Loi anti-homosexualité au Sénégal : Ousmane Sonko promet une application sans faille
Le Premier ministre sénégalais a réaffirmé la fermeté de Dakar face aux pressions extérieures après l’adoption d’un texte controversé.
Une déclaration ferme dans l’hémicycle
Lors d’une séance de questions d’actualité à l’Assemblée nationale sénégalaise, Ousmane Sonko a catégoriquement affirmé que la nouvelle législation contre l’homosexualité serait appliquée à la lettre. Cette prise de position intervient dans un contexte de vives critiques venues notamment de certains pays occidentaux, qui dénoncent un durcissement des peines pour les actes contre nature.
Le chef du gouvernement a rappelé avec insistance le principe de souveraineté nationale : « Le peuple sénégalais est souverain. Dans sa grande majorité, il ne veut pas de ces pratiques sur son sol », a-t-il déclaré sous les applaudissements des députés.
Réponse aux critiques : une « tyrannie » de l’Occident ?
Face aux contestations émanant aussi bien de certaines élites africaines que d’instances internationales, Ousmane Sonko a dénoncé une forme d’ingérence. « Il existe une sorte de tyrannie.
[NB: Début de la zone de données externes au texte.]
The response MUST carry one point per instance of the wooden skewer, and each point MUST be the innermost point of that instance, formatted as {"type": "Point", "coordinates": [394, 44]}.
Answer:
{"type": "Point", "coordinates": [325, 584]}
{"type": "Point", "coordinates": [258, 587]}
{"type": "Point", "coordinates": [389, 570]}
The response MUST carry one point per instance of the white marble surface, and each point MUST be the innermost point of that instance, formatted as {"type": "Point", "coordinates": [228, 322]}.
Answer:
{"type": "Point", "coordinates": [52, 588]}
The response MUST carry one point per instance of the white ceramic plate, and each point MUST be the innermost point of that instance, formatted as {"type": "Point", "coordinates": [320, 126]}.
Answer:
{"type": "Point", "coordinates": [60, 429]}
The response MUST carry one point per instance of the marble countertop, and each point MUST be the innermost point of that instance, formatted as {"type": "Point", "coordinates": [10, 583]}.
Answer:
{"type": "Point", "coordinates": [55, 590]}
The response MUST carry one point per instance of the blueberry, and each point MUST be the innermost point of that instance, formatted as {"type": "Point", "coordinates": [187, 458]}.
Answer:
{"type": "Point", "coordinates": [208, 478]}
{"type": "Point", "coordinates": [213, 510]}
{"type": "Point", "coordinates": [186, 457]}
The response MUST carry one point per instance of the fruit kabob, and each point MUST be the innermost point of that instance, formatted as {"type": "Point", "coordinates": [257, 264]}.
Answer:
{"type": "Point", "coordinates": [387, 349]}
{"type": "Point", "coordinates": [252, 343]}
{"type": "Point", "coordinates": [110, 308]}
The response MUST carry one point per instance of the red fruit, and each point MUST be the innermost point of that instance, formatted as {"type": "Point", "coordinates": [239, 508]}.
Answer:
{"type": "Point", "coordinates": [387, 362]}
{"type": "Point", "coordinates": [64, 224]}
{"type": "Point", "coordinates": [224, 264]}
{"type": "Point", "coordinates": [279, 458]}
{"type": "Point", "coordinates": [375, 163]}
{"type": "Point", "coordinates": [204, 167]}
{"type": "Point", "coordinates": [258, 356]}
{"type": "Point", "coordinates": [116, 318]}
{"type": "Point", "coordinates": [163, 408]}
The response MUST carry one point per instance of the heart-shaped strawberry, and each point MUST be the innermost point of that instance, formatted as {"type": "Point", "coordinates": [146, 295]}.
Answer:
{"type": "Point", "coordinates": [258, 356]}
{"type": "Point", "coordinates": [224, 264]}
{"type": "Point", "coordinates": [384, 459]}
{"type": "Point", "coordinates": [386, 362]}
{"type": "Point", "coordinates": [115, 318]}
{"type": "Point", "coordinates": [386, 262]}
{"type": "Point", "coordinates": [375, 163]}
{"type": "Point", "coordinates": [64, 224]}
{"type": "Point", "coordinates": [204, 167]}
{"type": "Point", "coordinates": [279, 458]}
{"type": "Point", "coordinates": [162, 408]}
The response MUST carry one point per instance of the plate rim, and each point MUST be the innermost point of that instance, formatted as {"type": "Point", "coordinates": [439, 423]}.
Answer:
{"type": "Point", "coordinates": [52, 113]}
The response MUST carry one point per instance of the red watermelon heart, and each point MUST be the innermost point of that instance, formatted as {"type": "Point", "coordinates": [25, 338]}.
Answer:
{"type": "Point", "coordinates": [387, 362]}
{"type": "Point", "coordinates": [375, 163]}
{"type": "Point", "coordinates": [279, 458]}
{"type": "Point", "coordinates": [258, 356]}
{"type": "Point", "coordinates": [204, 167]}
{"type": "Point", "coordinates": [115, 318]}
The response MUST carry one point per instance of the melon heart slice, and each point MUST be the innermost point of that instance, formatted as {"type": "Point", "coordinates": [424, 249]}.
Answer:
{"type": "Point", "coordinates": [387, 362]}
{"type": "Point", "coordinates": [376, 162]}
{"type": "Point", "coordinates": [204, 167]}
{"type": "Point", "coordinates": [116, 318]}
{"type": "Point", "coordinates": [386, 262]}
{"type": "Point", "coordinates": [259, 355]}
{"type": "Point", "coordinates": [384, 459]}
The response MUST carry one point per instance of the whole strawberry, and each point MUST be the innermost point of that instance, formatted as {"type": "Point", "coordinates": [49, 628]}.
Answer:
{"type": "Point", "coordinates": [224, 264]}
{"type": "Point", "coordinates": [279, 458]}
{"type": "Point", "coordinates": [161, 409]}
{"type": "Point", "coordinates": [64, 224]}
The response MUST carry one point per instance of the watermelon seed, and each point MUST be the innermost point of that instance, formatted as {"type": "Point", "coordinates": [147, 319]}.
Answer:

Nous sommes huit milliards d’êtres humains, mais un petit noyau occidental, incapable de trancher en interne, cherche à imposer ses valeurs au reste du monde. Au nom de quoi ? », a-t-il interrogé avec véhémence.
Le Premier ministre a balayé toute idée d’un moratoire ou d’une suspension de la loi. « Cette loi sera appliquée », a-t-il martelé, confirmant la volonté de Dakar de ne pas céder aux pressions extérieures.
Les mesures clés de la loi n°2026-08
Adoptée le 27 mars 2026, cette modification du code pénal sénégalais (article 319) durcit significativement les sanctions. Désormais, constitue un acte contre nature :
- Tout acte sexuel ou à caractère sexuel entre deux personnes de même sexe ;
- Tout acte sexuel impliquant un cadavre humain ou un animal.
Les peines encourues s’échelonnent de 5 à 10 ans d’emprisonnement, assorties d’une amende comprise entre 2 et 10 millions de francs CFA. Ces sanctions s’ajoutent à celles prévues en cas de viol ou de pédophilie.
Cette loi, saluée par une partie de la classe politique sénégalaise, s’inscrit dans une logique de protection des valeurs traditionnelles du pays, selon ses défenseurs.